To reduce the time complexity, the authors compute the normalized dot product between the query vector and all the mean vectors of the known classes.
Q5. How do the authors ensure monotonicity of the sequence ai?
The authors ensure monotonicity of the sequence {ai} by using a fixed sequence for {ai}, thus avoiding optimization over the set of indices {ai}.
Q6. What is the normal vector to the maximum margin hyperplane?
For a query word xq , a SVM classifier wq (wq is the normal vector to the maximum margin hyperplane) is learned during the training, and for retrieval, database images are sorted based on the score wTq Fi.
Q7. What is the disadvantage of the classifier based scheme?
A major disadvantage of the classifier based scheme is the difficulty in indexing, which is important if the method needs to scale to millions of document images.
Q8. What is the way to use a direct classifier?
When a direct classifier is used for the frequent words, retrieval is efficient since this requires only the evaluation of the classifiers.
Q9. What are the challenges in using a classifier based solution for word retrieval?
there are two fundamental challenges in using a classifier based solution for word retrieval (i)A classifier needs good amount of annotated training data (both positive and negative) for training.
Q10. What is the normal vector to the Gaussian at query point xq?
Assuming a Gaussian distribution over feature space, the authors give closed form expression for the normal vector to the Gaussian at query point xq .
Q11. What is the generalized expression for LDA weights?
Generalized expression for LDA weights are given as w = Σ−1(µ+ − µ−) where µ+ and µ− are the means of the positive and negative examples respectively.
Q12. What is the definition of a ngram?
In many practical applications related to text processing, a finite set of ngrams were used to cover the vocabulary, and the small vocabulary solutions were extended to unlimited vocabulary settings.
Q13. What is the way to represent word images?
For representing word images, the authors prefer a fixed length sequence representation of the visual content, i.e., each word image is represented as a fixed length sequence of vertical strips (of varying width according to the aspect ratio of the word image).
Q14. Why is DTW not used in the SVM classifier?

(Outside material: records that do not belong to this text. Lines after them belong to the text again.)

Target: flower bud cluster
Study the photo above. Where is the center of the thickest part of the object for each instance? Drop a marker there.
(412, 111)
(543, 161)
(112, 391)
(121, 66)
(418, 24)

Note that DTW cannot be directly used in the SVM classifier since the corresponding kernel will not be positive semidefinite, and moreover due to the computational complexity.
Q15. What is the purpose of this paper?
In this paper, the authors have described a classifier based retrieval scheme for effectively retrieving word and document images from a collection.
Q16. How high is the mAP of a SVM based word retrieval?
The authors show, later in this paper, that a SVM based word retrieval can give mean average precision ( mAP ) as high as 1.0 even when the OCR based solution is limited to a mAP of 0.89.
Q17. What is the LDA weight for the dq problem?
LDA weight wq is given aswq = Σ −1(µq − µ0) (2)where Σ and µ0 are covariance and mean computed over the entire dataset of word images.
Q18. What is the way to improve the efficiency of the DP DQC synthesis?
The authors now discuss two refinements to the solution which can improve the efficiency and accuracy of the retrieval, NN DQC, which is an approximate nearest neighbor based implementation of DQC , and use of query expansion for adapting DQC to a previously unseen word collection without using any new training data.
Q19. What is the way to reduce training time for a negative example?
One approach to reduce training time is to make the negative example mining step offline and selecting a common set of negative examples [17].
Q20. What are the salient observations out of this experiment?
Some of the salient observations out of this experiment are (i) OCR performance is inferior to the SVM based retrieval in all the cases.
Q21. What is the way to build a novel classifier?
2.2.1 DP DQC: DQC Design using Dynamic ProgrammingGiven a set of linear classifiersWw = {w1,w2, . . . ,wN} for most frequent N queries and a query feature vector xq , the authors would like to synthesize a novel classifier wq as a piecewise fusion of the parts from the available classifiers from Ww (See Figure 2).